Always be Pre-Training: Representation Learning for Network Intrusion Detection with GNNs
Zhengyao Gu, Diego Troy Lopez, Lilas Alrahis, Ozgur Sinanoglu
TL;DR
This work tackles label dependency and information loss in GNN-based NIDS by introducing dense vector representations for mixed numeric and categorical features coupled with in-context self-supervised pre-training. The two-stage approach pre-trains on unlabeled network traffic from the same network and then fine-tunes with limited labeled data, enabling strong performance with minimal annotation. Empirical results on ToN-IoT and NF-UQ-NIDS-V2 show that SSL-pretrained dense representations achieve near-supervised performance in few-shot settings and substantially improve data efficiency, outperforming target-encoded baselines.
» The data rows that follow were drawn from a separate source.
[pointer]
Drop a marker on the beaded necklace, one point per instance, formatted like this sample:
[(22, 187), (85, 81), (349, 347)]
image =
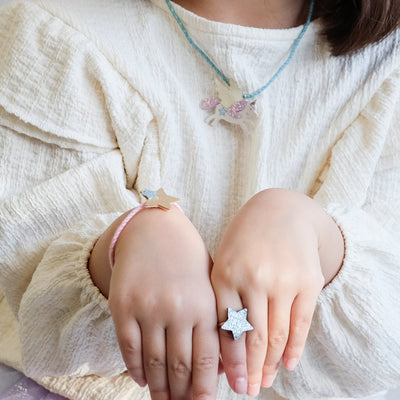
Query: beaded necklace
[(231, 104)]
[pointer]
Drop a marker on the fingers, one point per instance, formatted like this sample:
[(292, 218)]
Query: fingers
[(205, 363), (300, 322), (256, 340), (130, 343), (179, 360), (233, 352), (278, 332), (155, 361)]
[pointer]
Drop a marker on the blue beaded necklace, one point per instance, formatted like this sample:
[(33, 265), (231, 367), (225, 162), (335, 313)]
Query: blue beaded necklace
[(231, 104)]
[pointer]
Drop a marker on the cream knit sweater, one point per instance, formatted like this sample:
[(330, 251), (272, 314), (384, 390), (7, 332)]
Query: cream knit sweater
[(99, 99)]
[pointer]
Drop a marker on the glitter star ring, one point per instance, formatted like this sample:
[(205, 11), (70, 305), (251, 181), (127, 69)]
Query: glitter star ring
[(236, 323)]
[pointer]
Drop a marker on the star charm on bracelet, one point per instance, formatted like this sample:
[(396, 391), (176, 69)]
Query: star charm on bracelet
[(237, 322), (161, 200)]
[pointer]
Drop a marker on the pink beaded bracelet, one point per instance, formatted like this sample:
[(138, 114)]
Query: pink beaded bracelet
[(158, 199)]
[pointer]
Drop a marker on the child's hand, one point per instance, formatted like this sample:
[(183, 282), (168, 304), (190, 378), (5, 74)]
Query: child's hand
[(163, 306), (269, 262)]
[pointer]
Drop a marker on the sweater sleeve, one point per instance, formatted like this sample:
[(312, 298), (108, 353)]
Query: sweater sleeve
[(68, 120), (353, 347)]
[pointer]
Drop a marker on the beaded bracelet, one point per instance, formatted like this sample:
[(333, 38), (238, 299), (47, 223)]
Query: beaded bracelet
[(158, 199)]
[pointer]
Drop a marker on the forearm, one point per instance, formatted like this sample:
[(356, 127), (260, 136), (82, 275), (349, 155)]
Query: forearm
[(330, 239)]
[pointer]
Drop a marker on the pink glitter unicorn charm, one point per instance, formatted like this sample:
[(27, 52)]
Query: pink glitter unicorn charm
[(230, 106)]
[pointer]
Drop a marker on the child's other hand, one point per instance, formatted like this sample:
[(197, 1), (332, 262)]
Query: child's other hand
[(163, 306), (269, 263)]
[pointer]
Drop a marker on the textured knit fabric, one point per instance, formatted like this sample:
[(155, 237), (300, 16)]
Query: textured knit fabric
[(99, 100)]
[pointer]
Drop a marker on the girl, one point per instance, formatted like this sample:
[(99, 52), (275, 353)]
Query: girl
[(275, 123)]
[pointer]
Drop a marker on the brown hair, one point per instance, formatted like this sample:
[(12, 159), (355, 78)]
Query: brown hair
[(350, 25)]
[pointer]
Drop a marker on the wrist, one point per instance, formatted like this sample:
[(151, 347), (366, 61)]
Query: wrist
[(331, 248), (329, 236)]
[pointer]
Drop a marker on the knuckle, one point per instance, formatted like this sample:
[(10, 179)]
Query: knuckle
[(159, 394), (205, 363), (277, 339), (257, 340), (155, 362), (201, 394), (225, 274), (180, 369), (128, 346), (301, 324)]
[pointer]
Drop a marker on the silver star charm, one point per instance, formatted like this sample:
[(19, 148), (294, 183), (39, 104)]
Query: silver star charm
[(149, 194), (237, 323)]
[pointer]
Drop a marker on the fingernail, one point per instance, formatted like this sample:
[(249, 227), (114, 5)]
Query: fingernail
[(253, 389), (268, 380), (241, 385), (291, 364)]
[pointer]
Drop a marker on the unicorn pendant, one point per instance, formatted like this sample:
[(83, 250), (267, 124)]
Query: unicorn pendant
[(230, 106)]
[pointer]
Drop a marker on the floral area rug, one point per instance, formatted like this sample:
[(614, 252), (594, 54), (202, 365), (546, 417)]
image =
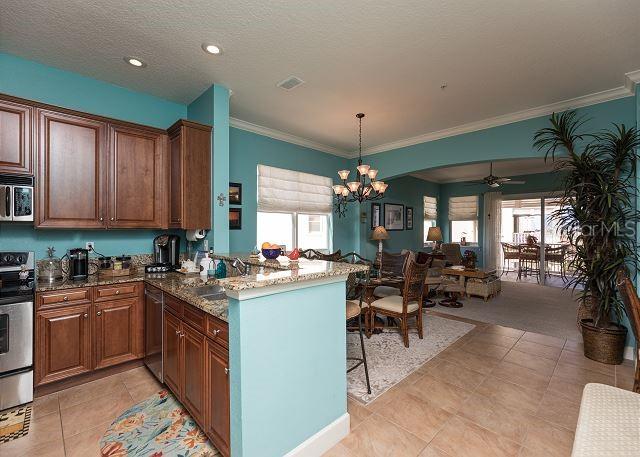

The findings suggest a practical path toward scalable, annotation-efficient NIDS deployment with adaptable multi-class capabilities.
Abstract
Graph neural network-based network intrusion detection systems have recently demonstrated state-of-the-art performance on benchmark datasets. Nevertheless, these methods suffer from a reliance on target encoding for data pre-processing, limiting widespread adoption due to the associated need for annotated labels--a cost-prohibitive requirement. In this work, we propose a solution involving in-context pre-training and the utilization of dense representations for categorical features to jointly overcome the label-dependency limitation. Our approach exhibits remarkable data efficiency, achieving over 98% of the performance of the supervised state-of-the-art with less than 4% labeled data on the NF-UQ-NIDS-V2 dataset.